The forced shutdown due to the coronavirus pandemic, though, has cast that collective ownership into a new light. While teams and leagues around the world will likely be fighting just to keep the lights on, there’s a distinct possibility that MLS could come out of this in not much worse shape than it was before, according to Seattle Sounders majority owner Adrian Hanauer.

“I’m really glad that I’m part of Major League Soccer,” Hanauer told the Sounder at Heart podcast. “The ownership is rock solid. There’s been lots of criticism of single entity structure — no promotion-relegation, salary cap — heard over the years. But some of those principles are what will allow this league to survive and thrive coming out the other end.”

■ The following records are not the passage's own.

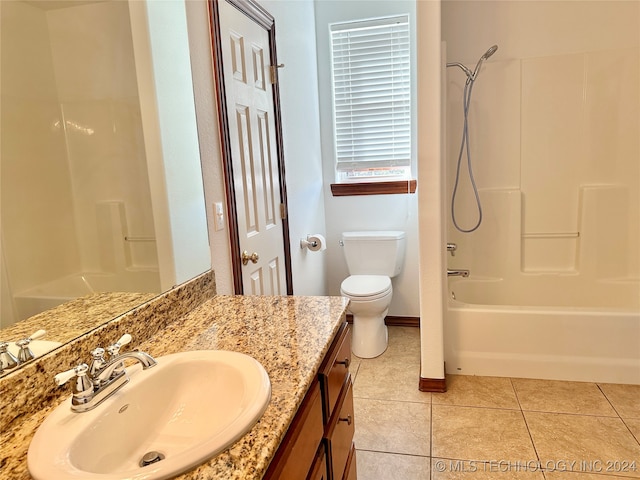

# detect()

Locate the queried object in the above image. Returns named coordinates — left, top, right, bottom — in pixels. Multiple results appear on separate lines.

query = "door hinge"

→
left=269, top=63, right=284, bottom=84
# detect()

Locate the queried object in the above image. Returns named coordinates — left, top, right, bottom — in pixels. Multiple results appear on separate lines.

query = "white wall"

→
left=417, top=1, right=447, bottom=380
left=260, top=0, right=331, bottom=295
left=129, top=0, right=211, bottom=290
left=186, top=1, right=234, bottom=295
left=315, top=0, right=422, bottom=317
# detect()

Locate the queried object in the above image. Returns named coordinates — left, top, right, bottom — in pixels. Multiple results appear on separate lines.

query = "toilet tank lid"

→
left=342, top=230, right=405, bottom=240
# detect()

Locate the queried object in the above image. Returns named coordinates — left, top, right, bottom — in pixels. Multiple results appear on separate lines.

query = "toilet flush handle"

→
left=336, top=357, right=351, bottom=368
left=241, top=250, right=260, bottom=265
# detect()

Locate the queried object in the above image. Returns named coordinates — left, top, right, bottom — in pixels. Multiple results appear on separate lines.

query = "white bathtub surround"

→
left=442, top=1, right=640, bottom=384
left=445, top=275, right=640, bottom=384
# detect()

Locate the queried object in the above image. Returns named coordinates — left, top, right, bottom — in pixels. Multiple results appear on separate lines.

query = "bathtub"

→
left=13, top=269, right=160, bottom=320
left=444, top=275, right=640, bottom=384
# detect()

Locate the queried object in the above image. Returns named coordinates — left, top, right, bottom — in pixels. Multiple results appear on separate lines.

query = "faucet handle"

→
left=53, top=363, right=89, bottom=386
left=107, top=333, right=132, bottom=357
left=0, top=342, right=20, bottom=373
left=54, top=363, right=94, bottom=409
left=107, top=333, right=131, bottom=378
left=16, top=330, right=47, bottom=362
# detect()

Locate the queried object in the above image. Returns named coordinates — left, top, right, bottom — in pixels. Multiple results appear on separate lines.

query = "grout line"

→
left=596, top=383, right=622, bottom=419
left=509, top=378, right=546, bottom=464
left=429, top=393, right=435, bottom=480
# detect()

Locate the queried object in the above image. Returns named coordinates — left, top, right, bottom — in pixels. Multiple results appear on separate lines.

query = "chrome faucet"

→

That doesn’t mean MLS — or the Sounders — will come out of this unscathed. The Sounders usually operate at a relatively close to break-even level, but Hanauer suggested they would likely lose tens of millions of dollars this year regardless of when or if play actually resumes. League-wide, the outlook is even more daunting.

“The losses at the team level in MLS will be astronomical,” he said. “Hundreds of millions, billions, really big numbers. But the MLS ownership is solid and committed to the league and their teams long-term. That is fantastic.”

What teams around the league will do in reaction will likely vary widely. Hanauer confirmed reports that the Sounders don’t currently have any plans to furlough or lay off employees and expressed confidence that the team will be able to access to the federal government’s CARES Act, which allows some companies to take as much $10 million in low-interest loans to help make payroll.

So far, the only pay cut anyone associated with the Sounders has taken is voluntary. Senior staff members and the coaching staff all chose to take voluntary pay cuts. Hanauer then matched those pay cuts with additional donations to the Sounders Relief Fund. That fund is designed to help small businesses, non-profits and individuals in and around the neighborhoods surrounding CenturyLink Field with grants up to $10,000. Hanauer’s family started the fund with $500,000 of seed money and he said it’s now close to $600,000 after contributions from staff, fellow owners, fans and about $30,000 generated from the upcoming Sounders Sports Science Seminar.

How the downturn will affect the on-field product also remains to be seen. Hanauer is still holding out hope that the league will find a way to play most, if not all, of the games remaining on its schedule, but also acknowledged there will come a point in the calendar where that is no longer possible (as such he was not ready to talk about how the Sounders might settle up with fans if they aren’t able to fulfill their season-ticket package). Similarly, the league is not at a point where players have been asked to take any sort of pay cut — nor does the CBA allow for owners to mandate one — but player values will inevitably be impacted.

Hanauer said he’s already seen anecdotal evidence of that teams are expecting lower transfer fees and that players’ wage demands are going down as well.

“I think this event will turn the sports industry, the soccer business upside down in that way,” Hanauer said, noting that the Sounders have not actively engaged in any negotiations. “We’re starting to get to that place where we’re talking about what the transfer market might look like, but we’re also talking about the reality of what our business, the MLS business, might look like going forward.”